GAWANDE: I generally disagree. It’s a trade-off in values at some basic level. In the 1950s, we had no real FDA, and you had the opportunity to put out, to innovate in all kinds of ways, and that innovation capability gave us modern cardiac surgery and gave us steroids and antibiotics, but it also gave us frontal lobotomies, and it gave us the Tuskegee experiment and a variety of other things.

The process that we have regulation around both the ethics of what we’re doing and that we have some safety process along the way is totally appropriate. I think a lot of lessons about when the HIV community became involved in the FDA process to drive approaches that smoothed and sped up the decision-making process, and also got the public enough involved to be able to say . . . That community said, “Look, there are places where we’re willing to take greater risks for the sake of speed.”
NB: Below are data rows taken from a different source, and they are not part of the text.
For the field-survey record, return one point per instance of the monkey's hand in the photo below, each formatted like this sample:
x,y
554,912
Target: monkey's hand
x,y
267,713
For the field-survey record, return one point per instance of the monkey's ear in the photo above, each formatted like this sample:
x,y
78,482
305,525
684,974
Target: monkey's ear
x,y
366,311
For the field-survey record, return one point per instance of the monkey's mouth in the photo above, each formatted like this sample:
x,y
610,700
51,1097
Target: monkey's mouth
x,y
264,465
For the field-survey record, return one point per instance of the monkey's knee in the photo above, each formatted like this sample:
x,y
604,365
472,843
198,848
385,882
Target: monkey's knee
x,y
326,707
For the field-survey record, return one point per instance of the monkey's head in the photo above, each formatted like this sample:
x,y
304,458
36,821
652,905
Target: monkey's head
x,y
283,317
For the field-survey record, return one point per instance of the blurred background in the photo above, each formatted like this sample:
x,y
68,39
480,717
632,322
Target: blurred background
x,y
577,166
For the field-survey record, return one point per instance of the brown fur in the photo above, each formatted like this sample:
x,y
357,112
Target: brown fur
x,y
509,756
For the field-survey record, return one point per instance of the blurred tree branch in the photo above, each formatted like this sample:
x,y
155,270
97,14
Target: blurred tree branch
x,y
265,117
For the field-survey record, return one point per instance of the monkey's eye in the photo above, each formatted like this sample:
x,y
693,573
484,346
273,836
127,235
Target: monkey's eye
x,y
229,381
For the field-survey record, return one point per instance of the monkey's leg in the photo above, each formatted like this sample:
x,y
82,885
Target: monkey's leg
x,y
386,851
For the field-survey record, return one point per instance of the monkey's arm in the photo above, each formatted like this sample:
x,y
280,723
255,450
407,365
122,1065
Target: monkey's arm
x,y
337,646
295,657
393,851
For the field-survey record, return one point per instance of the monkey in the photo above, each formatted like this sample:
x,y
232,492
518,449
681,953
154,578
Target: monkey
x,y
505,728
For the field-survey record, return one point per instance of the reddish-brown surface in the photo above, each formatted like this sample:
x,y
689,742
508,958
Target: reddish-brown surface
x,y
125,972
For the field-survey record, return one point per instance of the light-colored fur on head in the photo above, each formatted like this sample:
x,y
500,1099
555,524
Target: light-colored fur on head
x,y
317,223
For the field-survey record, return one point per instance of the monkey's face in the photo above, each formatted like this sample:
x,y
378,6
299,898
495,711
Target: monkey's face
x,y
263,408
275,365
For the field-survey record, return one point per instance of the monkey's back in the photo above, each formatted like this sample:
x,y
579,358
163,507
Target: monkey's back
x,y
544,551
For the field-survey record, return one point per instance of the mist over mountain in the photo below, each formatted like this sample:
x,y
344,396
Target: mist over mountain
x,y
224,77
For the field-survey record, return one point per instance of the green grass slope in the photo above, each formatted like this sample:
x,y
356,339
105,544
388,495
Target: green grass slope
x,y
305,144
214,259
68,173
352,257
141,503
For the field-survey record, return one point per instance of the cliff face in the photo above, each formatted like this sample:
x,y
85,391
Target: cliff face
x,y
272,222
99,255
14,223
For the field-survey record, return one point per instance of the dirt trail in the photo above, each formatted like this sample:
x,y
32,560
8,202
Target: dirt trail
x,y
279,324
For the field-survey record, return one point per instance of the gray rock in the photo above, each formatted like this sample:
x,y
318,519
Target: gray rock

People are trying to treat the FDA process as a technical issue. When what it is, is it’s an issue about what are the risks we are genuinely willing to take, and what are the risks that we’re not?

And:

COWEN: The idea of nudge.

GAWANDE: I think overrated.

COWEN: Why?

GAWANDE: I think that there are important insights in nudge units and in that research capacity, but when you step back and say, “What are the biggest problems in clinical behavior and delivery of healthcare?” the nudges are focused on small solutions that have not demonstrated capacity for major scale.

The kind of nudge capability is something we’ve built into the stuff we’ve done, whether it’s checklists or coaching, but it’s been only one. We’ve had to add other tools. You could not get to massive reductions in deaths in surgery or childbirth or massive improvements in end-of-life outcomes based on just those behavioral science insights alone. We’ve had to move to organizational insights and to piece together multiple kinds of layers of understanding in order to drive high-volume change in healthcare delivery.

Definitely recommended, this was one of my favorite “episodes.”